Another way AI can be very useful when it comes to taxes is to translate complex laws into simple language.

“Most homeowners aren’t confused because they’re careless; they’re confused because the rules around mortgage interest, property taxes, home offices, and energy credits are scattered and hard to follow,” says Blake O’Shaughnessy, co-founder of real estate platform Ownli. “It can also help people review their expenses and say, ‘These are the items you might want to look into further,’ which is often where value gets missed.”

AI can also be a valuable tool for creating a step-by-step plan to file an accurate and complete tax return and for beginning next year’s tax planning, according to Kates.

“Asking AI to help analyze your current filing with an eye on improving next year’s options can be one of the smartest ways to use AI for tax planning. Creating a simple road map for the rest of the year may increase savings or reduce anxiety during the next filing season,” he says.

Still, homeowners should proceed with caution when using AI.

Zigmont advises that, before you upload any documents into AI for analysis, be sure to redact your Social Security number and private information. 

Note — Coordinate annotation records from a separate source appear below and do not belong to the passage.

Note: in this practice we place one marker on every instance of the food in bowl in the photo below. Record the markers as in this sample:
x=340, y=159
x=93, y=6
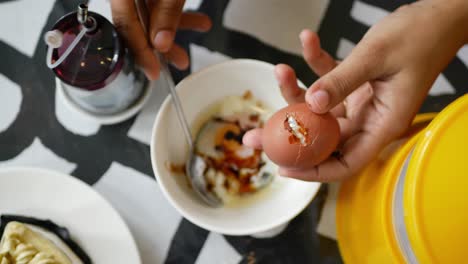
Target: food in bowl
x=296, y=137
x=233, y=169
x=26, y=240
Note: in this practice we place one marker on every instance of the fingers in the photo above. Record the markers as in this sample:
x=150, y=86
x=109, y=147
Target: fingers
x=357, y=152
x=164, y=20
x=127, y=23
x=195, y=21
x=332, y=88
x=318, y=60
x=287, y=81
x=253, y=138
x=178, y=57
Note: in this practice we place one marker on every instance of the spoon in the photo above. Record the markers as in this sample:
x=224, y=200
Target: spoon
x=196, y=165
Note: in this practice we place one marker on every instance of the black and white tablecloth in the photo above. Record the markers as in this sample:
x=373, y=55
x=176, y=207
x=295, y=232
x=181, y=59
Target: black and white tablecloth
x=38, y=130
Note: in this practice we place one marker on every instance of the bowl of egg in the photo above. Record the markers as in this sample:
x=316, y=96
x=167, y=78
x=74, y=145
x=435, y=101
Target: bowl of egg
x=234, y=96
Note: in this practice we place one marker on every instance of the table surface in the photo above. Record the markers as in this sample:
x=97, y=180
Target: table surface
x=37, y=130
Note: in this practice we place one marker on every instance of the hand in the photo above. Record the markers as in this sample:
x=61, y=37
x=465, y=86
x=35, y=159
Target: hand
x=377, y=90
x=165, y=18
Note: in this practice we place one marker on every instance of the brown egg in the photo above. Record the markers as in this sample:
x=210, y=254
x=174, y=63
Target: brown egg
x=295, y=137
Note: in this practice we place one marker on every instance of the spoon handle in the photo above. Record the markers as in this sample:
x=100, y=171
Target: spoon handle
x=144, y=20
x=175, y=99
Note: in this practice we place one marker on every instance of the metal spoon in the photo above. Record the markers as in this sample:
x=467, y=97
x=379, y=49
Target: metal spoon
x=196, y=165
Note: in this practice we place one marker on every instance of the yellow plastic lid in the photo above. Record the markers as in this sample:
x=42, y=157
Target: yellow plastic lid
x=436, y=189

“Tax filing season is the Super Bowl for fraud,” Kates adds.  “Nearly everyone is required to file each year, which creates a target-rich environment of people who may feel uncertain about the process. The updated tax rules from last year’s One Big, Beautiful Bill Act make it even easier for bad actors to prey on those who are unfamiliar with the changes.”

Another concern is around tax regulations being up to date and in compliance.

“Many AI models are trained on a snapshot of the Internet, including IRS regulations, that may be a year or more old,” Zigmont points out.

Finally, O’Shaughnessy reminds homeowners that AI doesn’t know your full financial picture and doesn’t take responsibility with the IRS if something is wrong.

“If you rely on it too heavily and make a mistake, you’re still the one accountable. It reduces stress and confusion, but it doesn’t replace human judgment,” he said.